Gli intrecci non finiscono qui: il popolo del tennis francese ha chiesto addirittura al presidente federale, Bernard Giudicelli, di tornare sulla decisione e di abiurare al patto scellerato a favore della nuova Coppa con gli Stati Uniti. Cui, ironia della sorte, è legato il nome della manifestazione, da uno dei quattro giocatori di Harvard, Dwight F. Davis, che progettò la formula del torneo e pagò di tasca il trofeo d’argento per la prima edizione del 1900 a Brookline, Massachusetts, contro il Regno Unito. In testa alla protesta c’era il condottiero della Francia di Davis, Yannick Noah, l’ultimo campione Slam dei blues, al Roland Garros 1983, il capitano non giocatore che riportò dopo 59 anni la Davis ai francesi, nel 1991 a Lione. Ed è stato poi l’artefice di altri due successi, nel 1996 e nel 2017.

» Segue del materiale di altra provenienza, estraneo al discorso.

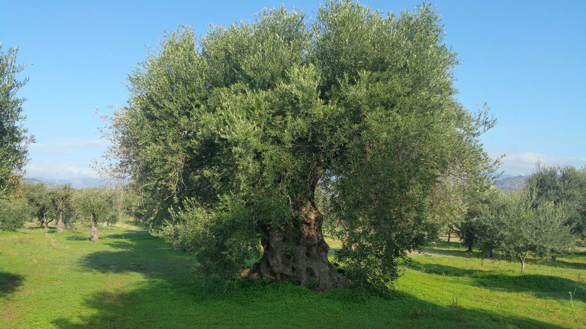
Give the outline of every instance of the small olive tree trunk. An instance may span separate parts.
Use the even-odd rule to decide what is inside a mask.
[[[526,251],[523,255],[517,253],[517,257],[519,258],[519,260],[521,262],[521,273],[523,273],[525,272],[525,259],[527,258],[527,252]]]
[[[91,213],[91,241],[97,242],[98,241],[98,217],[94,213]]]
[[[63,212],[59,211],[59,218],[57,221],[57,232],[60,233],[65,231],[65,224],[63,223]]]

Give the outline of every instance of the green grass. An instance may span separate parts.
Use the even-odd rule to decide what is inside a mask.
[[[85,231],[0,235],[0,328],[586,327],[584,252],[530,261],[522,275],[441,242],[413,255],[421,268],[383,299],[268,280],[202,285],[186,255],[140,227],[101,228],[98,243]]]

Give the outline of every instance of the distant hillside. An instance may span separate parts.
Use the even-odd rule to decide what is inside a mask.
[[[22,180],[22,183],[24,183],[25,184],[43,184],[50,189],[54,189],[59,187],[60,185],[69,183],[71,184],[71,187],[76,189],[81,189],[82,187],[93,187],[94,186],[104,185],[105,183],[105,181],[103,179],[95,178],[82,178],[63,180],[60,180],[56,183],[49,183],[47,181],[47,180],[51,180],[25,178]]]
[[[519,190],[519,187],[525,187],[526,179],[527,179],[527,176],[522,175],[510,176],[506,178],[503,178],[501,176],[495,182],[495,186],[496,186],[503,191],[507,190],[516,191]]]
[[[42,184],[49,189],[56,189],[59,187],[59,184],[56,183],[49,183],[33,178],[25,178],[22,180],[22,183],[25,184]]]

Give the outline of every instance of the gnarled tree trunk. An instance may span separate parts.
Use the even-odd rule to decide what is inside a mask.
[[[299,202],[295,208],[302,220],[294,236],[281,225],[265,227],[265,237],[261,239],[263,256],[243,270],[242,276],[293,280],[317,291],[350,286],[348,279],[340,275],[328,259],[329,246],[323,239],[322,214],[312,202]],[[294,243],[289,249],[288,242],[292,239]]]
[[[60,233],[65,231],[65,224],[63,223],[63,212],[59,211],[59,218],[57,221],[57,232]]]
[[[91,213],[91,241],[96,242],[98,241],[98,217],[96,214]]]

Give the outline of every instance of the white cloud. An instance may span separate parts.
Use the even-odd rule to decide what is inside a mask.
[[[26,170],[26,177],[29,178],[52,180],[98,177],[97,173],[89,166],[76,167],[68,164],[42,162],[29,163],[25,169]]]
[[[100,138],[57,138],[50,143],[36,143],[29,146],[29,152],[46,155],[70,155],[80,149],[105,150],[110,142]]]
[[[535,163],[539,160],[543,164],[570,164],[576,167],[586,166],[586,157],[572,157],[568,156],[554,156],[543,153],[534,152],[503,152],[506,156],[503,160],[501,170],[510,175],[524,175],[531,173],[535,169]],[[499,156],[502,153],[490,152],[493,157]]]

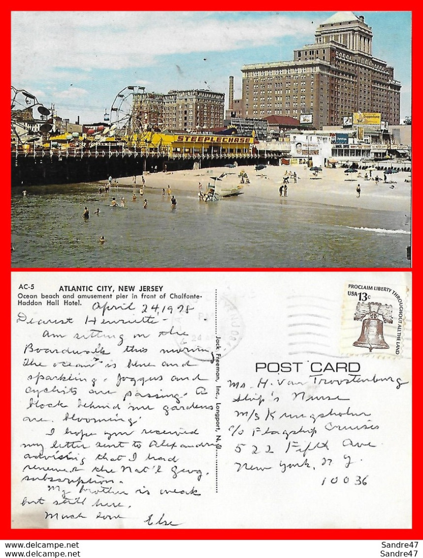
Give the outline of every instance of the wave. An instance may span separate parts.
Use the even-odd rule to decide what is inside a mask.
[[[410,234],[409,230],[403,230],[402,229],[370,229],[367,227],[347,227],[347,229],[353,229],[355,230],[370,230],[372,233],[383,233],[389,234]]]

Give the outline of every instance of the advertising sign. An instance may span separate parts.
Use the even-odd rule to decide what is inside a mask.
[[[313,122],[312,114],[300,114],[299,116],[300,124],[311,124],[312,122]]]
[[[380,112],[355,112],[352,116],[353,124],[380,124]]]

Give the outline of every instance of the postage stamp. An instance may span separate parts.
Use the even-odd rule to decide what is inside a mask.
[[[407,316],[409,297],[409,287],[404,285],[353,281],[346,283],[341,354],[393,358],[405,356],[410,325]]]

Fino ad identificarsi con la gara che lo rappresenta anche come filosofia, come creatività, come fantasia. Nel 1991, il moro di Francia, personaggio cardine da quarant’anni in qua del tennis transalpino, beffò gli americani, favoriti con Sampras ed Agassi, tirando fuori dal letto d’ospedale Henri Leconte dopo un’operazione d’ernia del disco e rigenerandolo da numero 159 del mondo a protagonista di due punti d’oro. Stavolta ci riprova contro gli ospiti di Croazia, favoriti dal bombardiere Cilic e dal solido Coric, rilanciando il suo erede, Tsonga, al rientro dopo sette mesi per l’ennesima operazione alle ginocchia ed appena 259 del mondo, e preferendo a sorpresa il più estroso Chardy all’ultimo allievo, Pouille.
L’ultimo sogno di Davis va vissuto fino in fondo.